Wednesday, December 22, 2010

sensible is over rated

I braved a bordering on riotous Westfield to finish my Christmas shopping tonight, allowing sweaty strangers to completely eradicate any sense of my personal space, potentially maxing out multiple credit cards and managing to run over my own toe with a shopping trolley resulting in a near amputation. As I panted like a pregnant woman, my eyes welling up with tears from the pain of my injury, I considered myself a christmas martyr and thought "what the hell am I doing?!" Nothing about Christmas is sensible. We spend multiple hours searching for a car space, we spend multiple hours trying to exit that car space, we celebrate the kamikaze beetles which attack upon the turning of our key at the front door, we eat lollies that taste like tooth paste and are shaped like an old mans walking stick (and pretend they are delicious), a certain group of revolutionists even dress up their cars as wild deer. Sensible? No. Brilliant? Yes. I am completely in love with the season which is all about lavishing gifts on loved ones, gathering around a table for a meal, taking time out for what really matters, showing people how important they are  and remembering that there is a Hope for humanity... all of which makes it the most wonderful time of the year.

Monday, November 29, 2010

mustaches are ID badges for weirdos

Well thank bloody goodness its nearing the end of November and those creepy oversized caterpillars which have been adorning the upper lips of men all over the world are about to be slaughtered. I mean no disrespect to the cause whatsoever as I believe it to be most worthy... but must we involve the mustache? We all know that mustaches are ID badges for weirdos but when they are in such high population how am I to filter the wheat from the chaff of the male population? I am welcoming December with open arms not just for Christmas lunch, summer holidays, family time and beach trips but for the return of clean shaven men to my world.

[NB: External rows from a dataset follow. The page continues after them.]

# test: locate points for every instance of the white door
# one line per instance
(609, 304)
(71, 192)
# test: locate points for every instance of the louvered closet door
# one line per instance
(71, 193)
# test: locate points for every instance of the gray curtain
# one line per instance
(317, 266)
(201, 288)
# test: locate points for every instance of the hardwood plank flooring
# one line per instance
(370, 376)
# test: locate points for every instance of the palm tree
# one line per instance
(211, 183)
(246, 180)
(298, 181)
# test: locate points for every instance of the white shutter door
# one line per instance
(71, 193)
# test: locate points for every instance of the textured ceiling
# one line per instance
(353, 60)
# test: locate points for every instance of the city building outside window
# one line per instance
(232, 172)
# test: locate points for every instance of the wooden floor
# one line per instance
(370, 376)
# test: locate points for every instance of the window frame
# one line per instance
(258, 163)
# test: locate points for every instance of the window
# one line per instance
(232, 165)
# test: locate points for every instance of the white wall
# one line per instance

take a chance and grab my hand


When you're a twenty something, the simplicity and excitement of love can be gone in a flash. As soon as I hit the big two zero every living being felt as though they had been given the personal mission of being my relationship mentor. I have received advice ranging from not using capitals in any non verbal communication as to avoid looking too desperate, to buying him certain edible treats to give him the "green light", to not replying to any communication for three days, to positioning myself in his eye line so he will notice me. Frankly, it wears me out having to remember all these "tips" let alone beginning to implement them. As for me, I want a simple love. Take a chance and just grab my hand. Write me a letter and you'll have my heart. I'm more scared than you I promise.

miserable much?

Today I read "pain is not optional, but misery is" and I felt like someone was nail filing my rough little heart down. The thing is I've been a bit of a misery guts lately - sure I've got my nice face on when encountering the world, but as of stepping through my front door at night I morph into an evil witch from hell identity - not so pleasant for those who share my house. If I'm not miserable about the man of my dreams not slaying every girl in his sight to get to me, then its the fact that I'm not living in my dream apartment or that I'm not close enough to work or I don't have enough clothes or I'm not the right weight, I'm not, I don't, I'm not, I don't... the list of ridiculously insignificant justifications for my misery is endless. But tonight I was reminded of a few things... true love still exists (revelation from a head over heels friend on the phone updating me on her love life), I spent the weekend by the ocean, I have friends who will stick around for life and I am a size 10 even though I frequent KFC and realised that thankfulness is the greatest antidote to misery. What are you thankful for?